Adam Wade didn’t get into storytelling for the glory. When he started out, there were no quiet salons full of attentive audiences, no podcasts or radio programs devoted to the introspective genre. And he didn’t get on stage because he’s a natural performer — he’s nervous, always has been, and it still shows. “Growing up, most people wanted to be baseball players or firemen. For me, I guess I just wanted to connect with people,” says Wade, 37. “After years of being a geek in high school, then going to a small college with these frat guys, no one was paying attention to me. And it’s not like I wanted to get the girl — I just thought that I might have something to offer, and that there were probably people out there like me.”
It turns out that there were plenty. Endearingly awkward and artfully honest, his tales of growing up in New Hampshire and navigating adulthood in New York City with slightly more finesse have a universal, familiar appeal. Instinctively, you want to root for this guy — you want him to get the girl, you want him to get whatever else it is he’s after — and if you’re feeling particularly generous toward yourself, you’ll recognize something in his wise but wide-eyed charm.
“The thing that works for me is being me up there,” says Wade, a regular winner at NYC’s The Moth Story Slam. “There have been nights that I’ve done very well with an audience, and then post-mortem on the subway I think, OK, well it wasn’t me — and it doesn’t feel very satisfying.”
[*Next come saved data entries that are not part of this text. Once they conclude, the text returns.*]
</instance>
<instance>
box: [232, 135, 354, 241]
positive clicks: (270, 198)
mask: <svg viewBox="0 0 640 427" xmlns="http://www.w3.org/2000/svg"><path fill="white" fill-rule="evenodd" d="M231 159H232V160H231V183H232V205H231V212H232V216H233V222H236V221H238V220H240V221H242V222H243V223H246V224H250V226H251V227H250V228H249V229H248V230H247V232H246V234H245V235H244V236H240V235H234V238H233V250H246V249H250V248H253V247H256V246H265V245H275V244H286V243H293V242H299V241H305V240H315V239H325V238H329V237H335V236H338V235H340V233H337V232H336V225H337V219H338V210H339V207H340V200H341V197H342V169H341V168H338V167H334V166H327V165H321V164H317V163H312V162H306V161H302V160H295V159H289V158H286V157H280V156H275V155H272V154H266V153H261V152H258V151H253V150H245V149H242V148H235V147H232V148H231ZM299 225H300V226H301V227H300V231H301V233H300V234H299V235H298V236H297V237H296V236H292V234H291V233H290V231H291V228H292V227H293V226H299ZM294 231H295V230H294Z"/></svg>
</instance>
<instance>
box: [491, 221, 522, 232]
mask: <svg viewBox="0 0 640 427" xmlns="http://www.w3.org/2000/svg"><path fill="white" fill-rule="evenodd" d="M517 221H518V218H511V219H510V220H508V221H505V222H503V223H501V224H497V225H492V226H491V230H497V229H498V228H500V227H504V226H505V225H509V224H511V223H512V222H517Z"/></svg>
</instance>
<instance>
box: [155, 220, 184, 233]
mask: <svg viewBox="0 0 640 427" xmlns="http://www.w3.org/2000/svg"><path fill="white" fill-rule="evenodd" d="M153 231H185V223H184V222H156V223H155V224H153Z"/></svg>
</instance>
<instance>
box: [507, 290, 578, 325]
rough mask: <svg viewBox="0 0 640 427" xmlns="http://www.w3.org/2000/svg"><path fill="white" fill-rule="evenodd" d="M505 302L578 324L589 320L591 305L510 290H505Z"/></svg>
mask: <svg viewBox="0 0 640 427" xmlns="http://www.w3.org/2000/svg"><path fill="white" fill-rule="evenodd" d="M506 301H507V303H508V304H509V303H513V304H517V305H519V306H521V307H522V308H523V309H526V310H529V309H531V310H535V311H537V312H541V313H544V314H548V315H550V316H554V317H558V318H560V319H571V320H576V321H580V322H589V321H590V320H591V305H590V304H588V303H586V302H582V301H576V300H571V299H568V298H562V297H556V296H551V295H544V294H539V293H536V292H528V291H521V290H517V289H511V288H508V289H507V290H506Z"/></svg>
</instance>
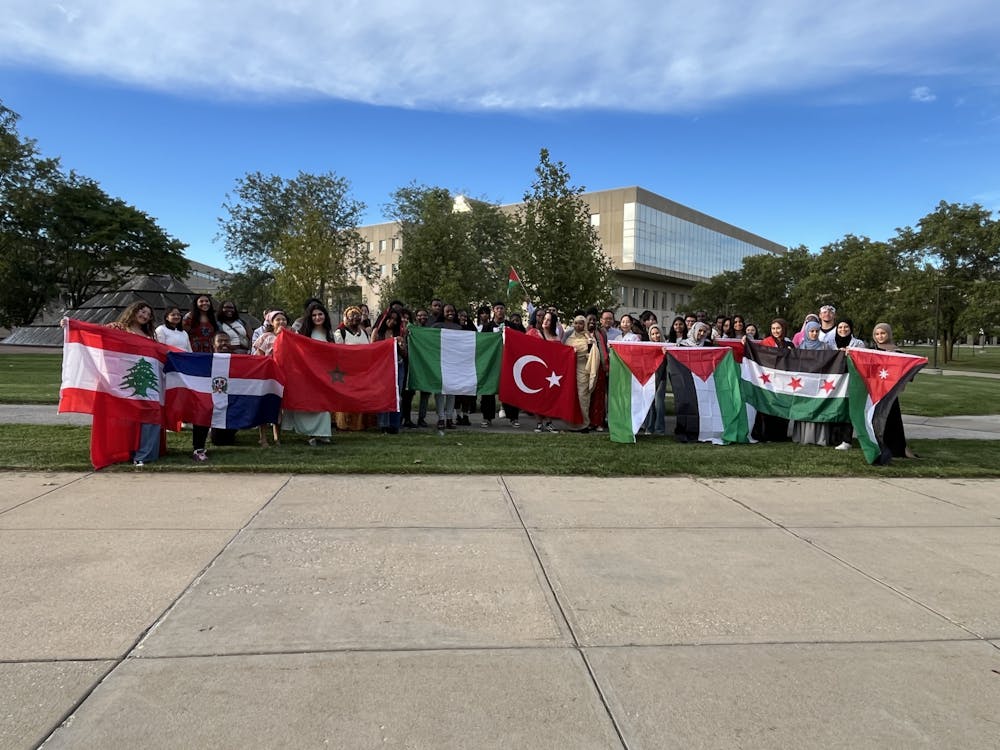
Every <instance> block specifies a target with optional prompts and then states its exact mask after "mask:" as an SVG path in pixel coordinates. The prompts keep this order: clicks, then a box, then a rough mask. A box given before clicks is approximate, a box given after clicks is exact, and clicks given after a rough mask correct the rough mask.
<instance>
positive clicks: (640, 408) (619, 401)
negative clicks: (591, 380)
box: [608, 341, 666, 443]
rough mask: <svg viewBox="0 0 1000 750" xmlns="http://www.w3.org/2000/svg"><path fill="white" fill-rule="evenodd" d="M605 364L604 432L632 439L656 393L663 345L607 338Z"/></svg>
mask: <svg viewBox="0 0 1000 750" xmlns="http://www.w3.org/2000/svg"><path fill="white" fill-rule="evenodd" d="M608 348H609V349H610V350H611V353H610V355H609V360H610V362H609V365H608V434H609V437H610V438H611V440H612V441H613V442H616V443H634V442H635V434H636V433H637V432H638V431H639V428H640V427H642V422H643V420H644V419H645V418H646V414H647V413H648V412H649V407H650V405H651V404H652V403H653V397H654V396H655V395H656V371H657V369H659V367H660V365H661V364H663V358H664V357H665V356H666V354H665V351H666V346H665V345H664V344H657V343H652V342H646V341H642V342H640V341H611V342H609V343H608Z"/></svg>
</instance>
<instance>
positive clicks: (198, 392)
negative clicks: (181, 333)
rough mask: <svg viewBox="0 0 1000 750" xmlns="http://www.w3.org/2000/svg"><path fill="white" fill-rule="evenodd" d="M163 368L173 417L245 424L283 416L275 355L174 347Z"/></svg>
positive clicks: (223, 425) (167, 416)
mask: <svg viewBox="0 0 1000 750" xmlns="http://www.w3.org/2000/svg"><path fill="white" fill-rule="evenodd" d="M164 374H165V377H166V386H167V401H166V406H165V407H164V408H165V409H166V413H167V420H168V421H169V422H190V423H191V424H199V425H205V426H208V427H221V428H225V429H229V430H243V429H246V428H248V427H256V426H257V425H261V424H268V423H270V422H277V421H278V420H279V416H280V414H281V394H282V393H283V391H284V387H283V386H282V385H281V383H280V382H278V365H277V364H276V363H275V361H274V360H273V359H272V358H271V357H251V356H250V355H249V354H218V353H217V354H209V353H202V352H196V353H193V354H192V353H189V352H170V354H168V355H167V364H166V367H165V368H164Z"/></svg>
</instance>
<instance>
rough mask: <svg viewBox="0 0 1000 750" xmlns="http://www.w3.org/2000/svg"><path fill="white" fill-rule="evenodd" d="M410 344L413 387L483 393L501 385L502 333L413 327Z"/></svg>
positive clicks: (408, 376)
mask: <svg viewBox="0 0 1000 750" xmlns="http://www.w3.org/2000/svg"><path fill="white" fill-rule="evenodd" d="M407 345H408V350H409V354H410V373H409V376H408V380H407V383H408V385H407V387H408V388H411V389H412V390H415V391H424V392H425V393H446V394H448V395H449V396H479V395H482V394H491V393H496V392H497V391H498V390H499V388H500V355H501V353H502V351H503V337H502V336H501V335H499V334H498V333H478V332H477V331H454V330H451V329H449V328H422V327H419V326H412V327H410V328H409V332H408V334H407Z"/></svg>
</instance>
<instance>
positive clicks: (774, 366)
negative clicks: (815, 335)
mask: <svg viewBox="0 0 1000 750" xmlns="http://www.w3.org/2000/svg"><path fill="white" fill-rule="evenodd" d="M740 367H741V375H742V390H743V398H744V399H745V400H746V402H747V403H749V404H751V405H753V406H754V407H755V408H756V409H757V410H758V411H760V412H763V413H764V414H771V415H774V416H777V417H783V418H785V419H796V420H799V421H802V422H849V421H850V414H849V412H848V407H847V363H846V359H845V357H844V353H843V352H842V351H839V350H838V351H834V350H830V349H820V350H814V349H793V348H791V347H782V348H778V347H772V346H761V345H760V344H757V343H755V342H753V341H748V342H747V344H746V347H745V350H744V357H743V362H742V364H741V366H740Z"/></svg>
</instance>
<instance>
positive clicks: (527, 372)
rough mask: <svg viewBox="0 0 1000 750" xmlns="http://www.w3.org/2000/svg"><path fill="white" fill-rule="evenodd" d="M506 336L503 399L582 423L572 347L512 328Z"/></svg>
mask: <svg viewBox="0 0 1000 750" xmlns="http://www.w3.org/2000/svg"><path fill="white" fill-rule="evenodd" d="M487 335H489V334H487ZM503 337H504V339H503V357H502V358H501V364H500V400H501V401H502V402H503V403H505V404H510V405H511V406H516V407H518V408H519V409H524V410H525V411H529V412H531V413H532V414H538V415H541V416H546V417H552V418H554V419H562V420H564V421H566V422H571V423H573V424H580V423H581V422H583V414H582V413H581V412H580V398H579V396H578V394H577V392H576V351H575V350H574V349H573V347H571V346H566V345H565V344H560V343H559V342H558V341H545V340H544V339H539V338H535V337H534V336H529V335H527V334H526V333H521V332H520V331H514V330H512V329H510V328H508V329H506V330H505V331H504V332H503Z"/></svg>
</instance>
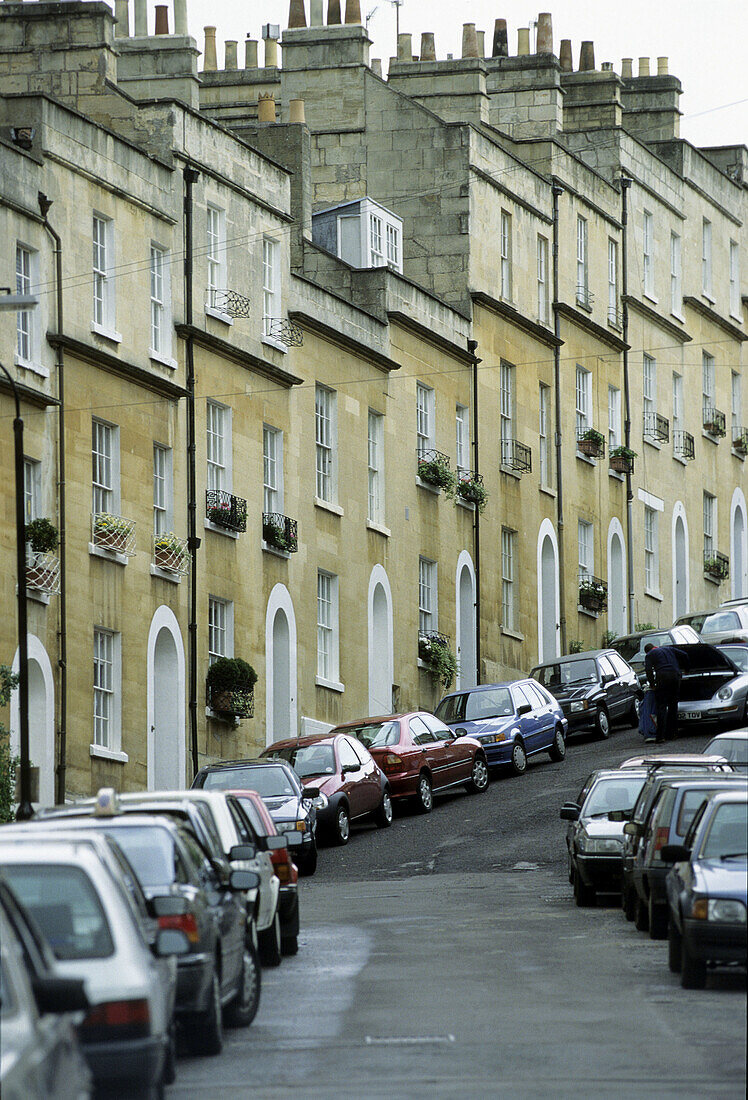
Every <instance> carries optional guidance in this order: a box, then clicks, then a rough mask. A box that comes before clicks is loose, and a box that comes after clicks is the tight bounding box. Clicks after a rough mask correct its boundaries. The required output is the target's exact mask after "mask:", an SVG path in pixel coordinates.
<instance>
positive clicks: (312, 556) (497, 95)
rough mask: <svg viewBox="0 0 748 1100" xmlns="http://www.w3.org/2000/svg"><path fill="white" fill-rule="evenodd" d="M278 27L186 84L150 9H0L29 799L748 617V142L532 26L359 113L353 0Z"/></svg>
mask: <svg viewBox="0 0 748 1100" xmlns="http://www.w3.org/2000/svg"><path fill="white" fill-rule="evenodd" d="M304 7H305V5H304V4H303V3H293V4H292V12H290V17H292V18H290V19H289V22H290V23H292V24H293V25H292V26H289V27H288V29H285V30H284V32H283V37H282V41H281V43H279V47H278V45H277V43H275V41H274V40H272V38H271V40H267V41H266V43H265V62H266V64H265V65H264V66H263V67H257V56H256V55H257V51H256V43H254V42H253V41H252V40H251V38H250V40H249V41H248V45H246V47H245V61H246V64H245V65H244V67H242V68H239V67H237V64H238V63H237V61H235V53H237V51H235V46H232V44H230V43H228V44H227V57H228V66H227V67H226V68H223V69H220V70H219V69H218V68H217V62H216V48H215V34H212V33H211V30H210V29H207V32H208V33H207V37H206V48H205V52H204V57H202V65H199V61H198V59H199V51H198V47H197V44H196V41H195V38H194V37H191V36H190V35H189V34H188V33H187V26H186V15H185V9H184V0H183V2H177V3H176V9H177V10H176V11H175V20H176V22H175V26H176V29H177V33H174V34H169V33H160V34H155V35H149V34H147V21H146V14H147V13H146V11H145V0H139V2H138V3H136V5H135V10H134V12H129V11H128V4H127V2H123V0H120V2H118V4H117V20H114V18H113V15H112V12H111V10H110V9H109V8H108V7H107V5H106V4H103V3H98V2H83V0H76V2H69V3H64V4H61V3H44V2H34V3H13V2H5V3H3V4H2V5H0V32H2V33H1V34H0V43H1V46H0V162H1V164H2V169H3V171H2V176H1V180H2V182H1V184H0V224H1V226H2V229H3V232H2V234H1V237H2V240H4V241H5V248H4V250H3V251H2V254H1V255H0V284H1V285H3V286H4V285H11V286H12V285H13V283H14V278H15V282H17V285H18V287H19V289H29V290H31V292H33V293H35V294H37V297H38V299H40V304H38V306H37V307H36V309H34V310H29V311H24V312H22V313H19V315H18V316H17V317H15V324H13V323H12V322H13V315H12V313H8V312H4V313H3V315H2V318H3V320H2V324H1V326H0V361H1V362H2V363H3V364H5V365H7V366H8V367H9V370H10V371H11V373H12V374H13V376H14V378H15V382H17V385H18V387H19V392H20V395H21V399H22V408H23V417H24V427H25V452H26V455H27V461H26V483H25V485H24V492H25V495H26V517H27V520H32V519H34V518H40V517H47V518H50V519H51V520H52V522H53V524H54V525H55V526H56V527H57V528H58V529H59V530H61V533H62V536H63V538H62V540H61V544H59V548H58V549H57V550H56V551H54V552H47V554H46V557H45V558H44V560H43V561H42V558H41V557H40V555H37V554H35V552H34V551H33V550H32V551H30V559H29V560H30V564H29V577H30V583H31V588H30V599H29V631H30V658H31V668H30V695H31V719H32V722H31V726H32V746H31V755H32V762H33V763H34V764H35V766H36V767H38V768H40V787H41V790H40V798H41V800H42V801H52V800H53V799H54V798H55V796H57V798H63V796H75V795H80V794H85V793H88V792H89V791H91V790H96V788H97V787H99V785H101V784H102V783H111V784H113V785H116V787H118V788H140V787H151V788H155V787H176V785H180V784H182V783H184V782H185V780H187V779H189V775H190V774H191V771H193V768H194V767H196V766H198V764H200V763H202V762H204V761H205V760H206V759H216V758H226V757H235V756H241V755H253V753H255V752H256V751H259V750H260V749H261V748H262V747H263V746H264V745H265V744H267V742H268V741H270V740H273V739H276V738H278V737H281V736H289V735H290V736H295V735H297V734H299V733H305V731H310V730H316V729H321V728H326V727H328V726H329V725H331V724H334V723H337V722H340V720H343V719H345V718H353V717H356V716H360V715H363V714H371V713H387V712H389V711H392V709H394V708H399V707H403V708H405V707H411V706H425V707H432V706H434V705H436V702H437V701H438V698H439V696H440V693H441V685H440V683H439V682H438V680H437V679H436V678H434V676H433V674H432V672H431V671H430V669H429V667H428V649H429V643H428V639H429V638H430V639H431V640H433V639H434V638H436V639H437V642H438V641H439V640H440V637H441V636H445V637H447V638H448V639H449V645H450V647H451V649H452V650H453V651H454V652H455V656H456V658H458V661H459V673H458V681H456V682H458V684H460V685H469V684H472V683H475V682H477V681H480V682H489V681H493V680H497V679H505V678H510V676H513V675H517V674H519V673H525V672H527V671H528V670H529V669H530V668H531V665H532V664H533V663H535V662H536V661H537V660H538V659H539V658H548V657H551V656H553V654H555V653H558V652H561V651H564V650H568V649H569V648H570V647H572V646H573V645H582V646H584V648H593V647H596V646H598V645H601V642H602V640H603V638H604V636H605V635H606V632H608V631H613V632H615V634H623V632H625V631H626V630H627V629H629V628H632V627H634V626H635V625H636V624H637V623H640V621H651V623H654V624H658V625H664V624H669V623H671V621H672V619H673V617H674V616H675V615H678V614H683V613H685V612H687V610H690V609H698V608H701V607H704V608H707V607H712V606H716V605H717V604H718V603H719V602H720V601H722V599H725V598H727V597H728V596H730V595H731V596H740V595H746V594H748V533H747V532H748V509H747V506H746V472H745V471H746V466H745V459H746V452H748V429H747V428H746V422H747V421H748V414H746V411H745V408H746V405H745V400H746V398H745V395H744V390H742V374H744V372H745V366H744V364H742V350H741V349H742V344H744V343H745V340H746V323H747V318H746V300H745V298H744V296H742V293H741V286H740V256H741V254H742V255H745V248H746V232H745V220H746V209H747V204H746V186H745V180H746V179H748V176H746V156H747V155H748V154H747V153H746V150H745V147H744V146H740V145H736V146H734V147H728V149H719V150H701V151H700V150H696V149H694V147H692V146H691V145H689V144H687V143H686V142H684V141H683V140H681V139H680V138H679V130H678V123H679V112H678V96H679V94H680V83H679V81H678V79H676V78H675V77H673V76H671V75H669V74H668V73H667V63H665V62H664V59H660V63H659V72H658V74H657V75H650V74H649V73H648V72H646V70H647V68H648V65H647V66H646V65H643V64H640V75H639V76H634V75H632V70H631V66H630V63H627V62H624V64H623V66H621V72H620V74H618V73H615V72H613V67H612V66H608V65H604V66H602V67H601V68H599V69H597V68H595V62H594V56H592V51H591V48H590V44H585V48H584V50H583V56H582V63H581V65H580V70H577V72H573V70H572V66H571V61H570V57H571V55H570V48H569V45H568V44H565V43H561V47H560V50H559V56H558V57H557V55H555V54H554V52H553V43H552V35H551V30H550V22H549V20H547V19H544V18H541V20H540V25H541V29H542V33H539V35H538V42H537V48H538V52H537V53H530V52H529V44H528V43H526V42H525V41H524V38H522V36H520V48H519V51H518V54H517V56H509V55H508V50H507V45H506V32H505V27H504V26H502V21H500V20H498V21H497V25H496V27H495V34H494V44H493V48H492V56H491V57H487V56H483V54H484V53H485V48H481V46H480V42H481V36H480V35H477V34H476V33H475V29H474V26H472V24H466V26H465V30H464V48H463V53H464V56H463V57H461V58H447V59H443V61H442V59H437V57H436V52H434V51H433V43H432V36H430V35H428V34H426V35H425V36H423V38H422V41H421V46H420V54H419V57H417V58H415V57H414V56H412V46H411V42H410V37H409V36H408V35H403V36H400V43H399V44H398V56H397V57H396V58H393V59H392V61H390V63H389V69H388V74H387V78H386V79H384V78H383V77H382V69H381V65H379V64H378V63H376V62H375V61H371V58H370V54H368V50H370V42H368V40H367V36H366V33H365V29H364V27H363V26H362V25H361V22H360V13H357V12H356V10H355V9H356V7H357V5H356V4H349V5H348V7H349V9H350V11H349V13H348V18H349V19H350V21H346V22H344V23H338V24H326V25H322V24H321V23H319V22H317V23H316V24H315V25H309V26H307V25H304V23H306V22H307V18H306V17H307V14H309V15H310V17H311V14H312V13H311V12H304ZM313 14H315V19H318V18H319V5H315V9H313ZM132 15H134V23H133V31H134V33H133V34H130V26H129V23H128V21H129V19H130V18H131V17H132ZM163 15H164V12H163V10H162V12H161V15H160V19H163ZM299 24H301V25H299ZM160 29H162V30H163V25H162V26H161V27H160ZM278 51H279V52H281V54H282V57H279V56H278ZM429 58H430V59H429ZM40 59H41V61H42V62H43V64H40ZM281 61H282V64H281ZM38 193H42V194H43V195H44V196H46V198H47V199H48V200H52V206H51V207H48V208H47V207H46V204H42V206H40V202H38V200H37V195H38ZM317 215H319V216H320V219H321V218H322V217H323V219H324V224H326V227H327V228H326V231H324V234H326V235H324V237H323V240H324V244H326V246H324V248H323V246H322V245H321V244H320V243H319V240H320V235H319V234H316V232H315V224H316V216H317ZM45 217H46V222H45ZM321 223H322V222H321V220H320V221H319V224H320V226H321ZM331 226H337V228H338V245H339V246H338V248H337V249H335V248H331V245H330V240H331V238H330V232H331V229H330V227H331ZM51 230H52V231H53V232H51ZM54 233H57V234H58V237H59V240H61V252H59V254H61V256H62V265H61V266H62V282H61V283H59V288H61V289H62V295H61V298H62V303H63V307H64V311H63V316H62V317H61V316H59V311H58V308H57V301H58V298H57V289H58V281H57V277H56V267H55V259H56V253H55V243H54ZM356 250H357V251H356ZM91 255H94V261H92V262H91ZM700 385H701V389H700ZM0 404H1V406H2V410H3V421H4V422H5V425H7V426H10V423H11V415H12V401H11V395H10V388H9V386H8V385H7V384H4V383H3V382H2V381H1V379H0ZM626 447H627V448H628V449H629V451H635V452H636V455H635V456H634V458H631V455H630V454H628V456H627V454H626V453H624V454H620V453H619V451H620V449H621V448H626ZM0 453H2V469H3V470H9V471H10V470H11V469H12V436H11V432H10V430H8V431H4V432H2V433H1V434H0ZM425 461H426V462H428V463H429V465H430V471H429V469H427V466H425V465H423V464H422V463H423V462H425ZM448 463H449V467H450V470H451V472H452V473H454V472H456V475H458V478H459V480H469V481H470V482H471V484H472V485H478V486H480V485H482V486H483V489H484V491H485V496H486V504H485V509H484V510H483V511H480V510H477V509H476V508H475V507H474V506H473V505H472V504H471V503H470V499H467V498H465V497H462V496H461V495H460V493H456V495H455V496H452V494H451V493H447V492H444V489H443V488H442V489H439V487H438V486H437V485H434V484H433V483H430V482H429V481H428V480H426V477H422V476H420V474H425V475H426V474H429V472H430V473H431V474H433V466H434V464H436V466H437V467H438V469H437V473H439V470H443V466H444V465H445V464H448ZM447 480H449V477H448V478H447ZM2 499H3V505H2V515H3V524H2V528H1V530H0V551H1V553H2V560H3V569H2V574H1V576H2V579H1V583H2V591H3V597H4V599H3V603H4V606H7V607H10V606H11V605H12V603H13V599H14V570H13V568H12V562H13V550H14V526H13V514H14V513H13V507H14V505H13V486H12V478H10V477H8V478H5V482H4V492H3V496H2ZM37 558H38V562H37V560H36V559H37ZM37 566H38V568H37ZM42 566H44V569H46V572H44V569H42ZM0 630H1V631H2V632H1V634H0V659H2V660H3V661H5V662H7V663H10V662H11V661H12V659H13V653H14V652H15V646H17V641H15V635H14V625H13V618H12V617H10V616H7V617H5V621H4V624H3V626H2V627H1V628H0ZM219 656H228V657H232V656H235V657H242V658H244V659H245V660H246V661H249V662H250V663H251V664H252V665H253V667H254V669H255V670H256V672H257V674H259V679H257V683H256V687H255V691H254V717H253V718H249V717H242V718H241V719H237V720H233V722H232V720H228V719H227V717H226V715H224V714H222V713H218V712H217V711H216V709H215V708H213V707H211V705H210V704H211V702H212V700H211V696H210V695H209V694H208V693H207V692H206V675H207V671H208V668H209V667H210V664H211V662H213V661H215V659H216V658H217V657H219ZM11 723H12V725H13V727H14V728H15V727H17V724H18V715H17V714H15V713H14V712H13V711H12V713H11Z"/></svg>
After selling out two First Person Arts Festival performances last year, Wade is back in Philly this weekend with “The Adam Wade Family Hour.” Like his previous shows, it mixes the laugh-out-loud with more subtle moments. “A lot of my stories end sad, and I used to really wonder, should I be getting big laughs?” admits Wade. “There’s just so much thrown at people, so much entertainment stimuli, but sometimes they’ll remember this guy with the glasses, and his story, and for me this means it’s working — it’s the ultimate compliment.”